The Tokyo Commodity Exchange rubber contract for May delivery <0#2JRU:> finished 2.0 yen, or 1.2%, higher at 164.1 yen (US$1.34) per kg.
Manufacturing activity in China hit a three-year low in November, an industry survey showed, supporting the case for more accommodative policies as authorities seek to prop up growth in the world’s second largest economy.
“But TOCOM did not react to the data much. Instead, the prices were lifted in late trade after Shanghai stock market climbed and as Shanghai rubber futures rose,” said Toshitaka Tazawa, an analyst with Fujitomi Co.
China stocks posted modest gains, as persistent signs of weakness in the economy and liquidity concerns reined in any feel-good mood generated by the International Monetary Fund‘s decision to grant the yuan reserve currency status.
The most-active rubber contract on the Shanghai Futures Exchange for May delivery rose 255 yuan to finish at 10,155 yuan (US$1,587.09) per tonne.
“Higher commodity prices also helped improve the market sentiment,” Tazawa said.
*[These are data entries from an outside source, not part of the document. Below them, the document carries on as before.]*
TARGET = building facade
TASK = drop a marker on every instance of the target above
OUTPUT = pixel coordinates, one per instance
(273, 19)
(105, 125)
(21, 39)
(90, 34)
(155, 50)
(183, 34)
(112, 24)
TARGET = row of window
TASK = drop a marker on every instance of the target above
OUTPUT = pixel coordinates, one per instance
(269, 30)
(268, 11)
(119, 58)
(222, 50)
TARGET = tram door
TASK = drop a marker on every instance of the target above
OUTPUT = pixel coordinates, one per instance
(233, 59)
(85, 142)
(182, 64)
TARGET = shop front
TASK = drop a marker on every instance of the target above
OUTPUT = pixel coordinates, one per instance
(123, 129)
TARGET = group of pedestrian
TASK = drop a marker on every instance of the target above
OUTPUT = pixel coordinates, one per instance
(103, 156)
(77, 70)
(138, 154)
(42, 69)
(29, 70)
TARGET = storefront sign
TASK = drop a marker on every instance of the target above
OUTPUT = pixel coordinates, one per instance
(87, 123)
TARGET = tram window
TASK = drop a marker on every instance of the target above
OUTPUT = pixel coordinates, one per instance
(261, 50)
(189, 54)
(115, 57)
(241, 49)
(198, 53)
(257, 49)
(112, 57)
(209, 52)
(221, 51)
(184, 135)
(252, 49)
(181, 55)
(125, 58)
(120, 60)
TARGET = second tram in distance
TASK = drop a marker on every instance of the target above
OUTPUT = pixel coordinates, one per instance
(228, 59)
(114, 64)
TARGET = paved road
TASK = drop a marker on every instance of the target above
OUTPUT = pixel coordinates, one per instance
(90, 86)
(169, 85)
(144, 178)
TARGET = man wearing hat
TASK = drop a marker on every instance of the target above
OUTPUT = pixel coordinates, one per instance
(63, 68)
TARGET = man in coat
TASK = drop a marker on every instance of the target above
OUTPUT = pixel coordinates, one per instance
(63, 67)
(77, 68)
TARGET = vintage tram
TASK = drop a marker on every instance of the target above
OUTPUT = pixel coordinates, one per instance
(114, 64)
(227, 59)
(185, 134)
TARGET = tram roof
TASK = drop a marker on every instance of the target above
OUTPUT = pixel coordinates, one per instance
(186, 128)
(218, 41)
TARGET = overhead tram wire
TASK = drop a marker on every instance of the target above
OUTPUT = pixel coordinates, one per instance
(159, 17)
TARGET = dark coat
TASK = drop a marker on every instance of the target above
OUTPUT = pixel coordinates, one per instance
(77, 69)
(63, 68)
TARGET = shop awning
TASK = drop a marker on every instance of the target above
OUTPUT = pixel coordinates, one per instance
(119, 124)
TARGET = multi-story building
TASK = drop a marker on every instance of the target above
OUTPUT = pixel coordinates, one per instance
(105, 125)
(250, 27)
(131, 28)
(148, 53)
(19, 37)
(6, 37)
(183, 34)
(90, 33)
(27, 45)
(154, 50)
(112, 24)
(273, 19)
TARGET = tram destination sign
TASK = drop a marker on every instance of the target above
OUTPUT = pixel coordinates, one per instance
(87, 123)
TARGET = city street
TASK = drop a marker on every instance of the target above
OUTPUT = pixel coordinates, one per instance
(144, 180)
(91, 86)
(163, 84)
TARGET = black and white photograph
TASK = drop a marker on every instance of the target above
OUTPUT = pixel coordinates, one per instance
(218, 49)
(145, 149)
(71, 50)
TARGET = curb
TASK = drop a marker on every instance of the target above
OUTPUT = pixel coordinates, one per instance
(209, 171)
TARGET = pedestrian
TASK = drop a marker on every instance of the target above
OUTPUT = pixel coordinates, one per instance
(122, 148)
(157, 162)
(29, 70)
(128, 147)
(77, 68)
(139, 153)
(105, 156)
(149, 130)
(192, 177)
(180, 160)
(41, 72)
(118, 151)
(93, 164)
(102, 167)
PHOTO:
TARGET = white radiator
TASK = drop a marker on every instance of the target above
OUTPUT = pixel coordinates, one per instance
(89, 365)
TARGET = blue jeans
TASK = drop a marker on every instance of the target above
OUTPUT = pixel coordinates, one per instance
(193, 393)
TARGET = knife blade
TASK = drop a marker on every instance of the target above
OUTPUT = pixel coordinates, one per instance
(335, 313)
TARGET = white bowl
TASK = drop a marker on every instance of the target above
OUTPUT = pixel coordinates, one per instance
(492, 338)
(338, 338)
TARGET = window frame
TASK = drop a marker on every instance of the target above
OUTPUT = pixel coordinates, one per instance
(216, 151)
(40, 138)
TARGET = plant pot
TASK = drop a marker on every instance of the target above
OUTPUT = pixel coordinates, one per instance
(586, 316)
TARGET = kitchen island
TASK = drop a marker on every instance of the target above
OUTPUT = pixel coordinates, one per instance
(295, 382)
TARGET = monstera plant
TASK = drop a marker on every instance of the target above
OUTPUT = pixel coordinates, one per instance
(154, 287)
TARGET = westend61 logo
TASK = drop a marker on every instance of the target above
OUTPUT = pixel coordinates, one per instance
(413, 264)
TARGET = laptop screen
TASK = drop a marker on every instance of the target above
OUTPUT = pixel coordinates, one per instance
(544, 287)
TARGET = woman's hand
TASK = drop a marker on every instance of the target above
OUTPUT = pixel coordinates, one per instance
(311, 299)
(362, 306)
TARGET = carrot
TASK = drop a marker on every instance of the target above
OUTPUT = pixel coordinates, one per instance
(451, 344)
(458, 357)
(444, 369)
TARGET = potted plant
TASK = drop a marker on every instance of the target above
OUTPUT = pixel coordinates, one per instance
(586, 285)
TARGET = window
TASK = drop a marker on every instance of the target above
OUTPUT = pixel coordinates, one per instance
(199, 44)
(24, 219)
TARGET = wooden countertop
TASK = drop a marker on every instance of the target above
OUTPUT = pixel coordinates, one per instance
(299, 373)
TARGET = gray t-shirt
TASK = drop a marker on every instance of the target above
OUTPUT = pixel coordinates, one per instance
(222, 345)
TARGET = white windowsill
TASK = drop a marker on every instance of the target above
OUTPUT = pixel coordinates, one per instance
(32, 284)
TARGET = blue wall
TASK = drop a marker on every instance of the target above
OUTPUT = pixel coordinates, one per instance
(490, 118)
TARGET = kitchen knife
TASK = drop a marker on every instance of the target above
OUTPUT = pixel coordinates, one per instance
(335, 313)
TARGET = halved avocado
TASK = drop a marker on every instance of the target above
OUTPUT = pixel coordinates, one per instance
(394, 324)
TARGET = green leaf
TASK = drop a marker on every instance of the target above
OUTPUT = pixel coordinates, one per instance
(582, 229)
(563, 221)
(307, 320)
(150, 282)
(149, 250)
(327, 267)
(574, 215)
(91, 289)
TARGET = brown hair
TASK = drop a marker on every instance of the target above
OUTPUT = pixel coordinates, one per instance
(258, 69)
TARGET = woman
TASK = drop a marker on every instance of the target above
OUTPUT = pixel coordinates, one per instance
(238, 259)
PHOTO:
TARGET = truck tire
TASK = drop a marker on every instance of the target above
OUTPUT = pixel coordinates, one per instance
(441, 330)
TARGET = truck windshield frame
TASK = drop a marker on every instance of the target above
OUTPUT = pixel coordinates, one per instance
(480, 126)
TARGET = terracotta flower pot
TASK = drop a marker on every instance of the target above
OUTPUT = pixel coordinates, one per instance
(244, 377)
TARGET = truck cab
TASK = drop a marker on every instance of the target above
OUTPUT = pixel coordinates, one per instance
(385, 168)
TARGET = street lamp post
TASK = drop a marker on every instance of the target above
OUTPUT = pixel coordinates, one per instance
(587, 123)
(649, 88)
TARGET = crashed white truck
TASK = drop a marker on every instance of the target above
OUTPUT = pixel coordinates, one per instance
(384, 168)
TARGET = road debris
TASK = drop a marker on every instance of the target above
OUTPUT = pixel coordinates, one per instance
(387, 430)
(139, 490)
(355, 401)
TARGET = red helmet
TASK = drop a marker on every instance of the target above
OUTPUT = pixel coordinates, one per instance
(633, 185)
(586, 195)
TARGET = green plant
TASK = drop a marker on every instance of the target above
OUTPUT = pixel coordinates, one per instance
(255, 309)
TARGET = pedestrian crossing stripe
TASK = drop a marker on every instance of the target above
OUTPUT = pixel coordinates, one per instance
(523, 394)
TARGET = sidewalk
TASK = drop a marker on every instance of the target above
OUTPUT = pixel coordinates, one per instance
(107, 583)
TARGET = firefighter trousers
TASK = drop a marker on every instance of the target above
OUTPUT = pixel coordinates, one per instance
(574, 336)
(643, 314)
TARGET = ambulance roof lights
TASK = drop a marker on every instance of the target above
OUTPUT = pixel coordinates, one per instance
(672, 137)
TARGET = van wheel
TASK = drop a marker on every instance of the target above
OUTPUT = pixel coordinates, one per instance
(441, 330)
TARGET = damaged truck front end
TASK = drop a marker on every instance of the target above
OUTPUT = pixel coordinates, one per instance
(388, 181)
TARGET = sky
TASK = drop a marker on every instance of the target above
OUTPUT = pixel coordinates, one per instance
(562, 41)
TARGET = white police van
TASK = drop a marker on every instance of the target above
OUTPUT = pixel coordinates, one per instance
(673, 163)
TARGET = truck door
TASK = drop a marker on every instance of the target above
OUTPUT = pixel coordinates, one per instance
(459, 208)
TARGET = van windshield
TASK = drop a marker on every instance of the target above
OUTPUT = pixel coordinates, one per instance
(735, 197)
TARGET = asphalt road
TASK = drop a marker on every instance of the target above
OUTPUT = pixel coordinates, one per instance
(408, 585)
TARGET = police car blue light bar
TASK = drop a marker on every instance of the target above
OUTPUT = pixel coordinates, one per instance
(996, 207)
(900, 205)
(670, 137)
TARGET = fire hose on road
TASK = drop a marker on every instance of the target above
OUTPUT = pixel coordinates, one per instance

Crude oil prices rose as the dollar eased slightly, but concerns about oversupply remained front of mind with OPEC expected to keep its output target unchanged at a policy meeting on Friday.
Copper prices also firmed but the metal’s downtrend was expected to resume after China’s factories slowed in November, underlining the headwinds facing demand.
The front-month rubber contract on Singapore’s SICOM exchange for January delivery last traded at 116.3 US cents per kg, up 1.6 US cent.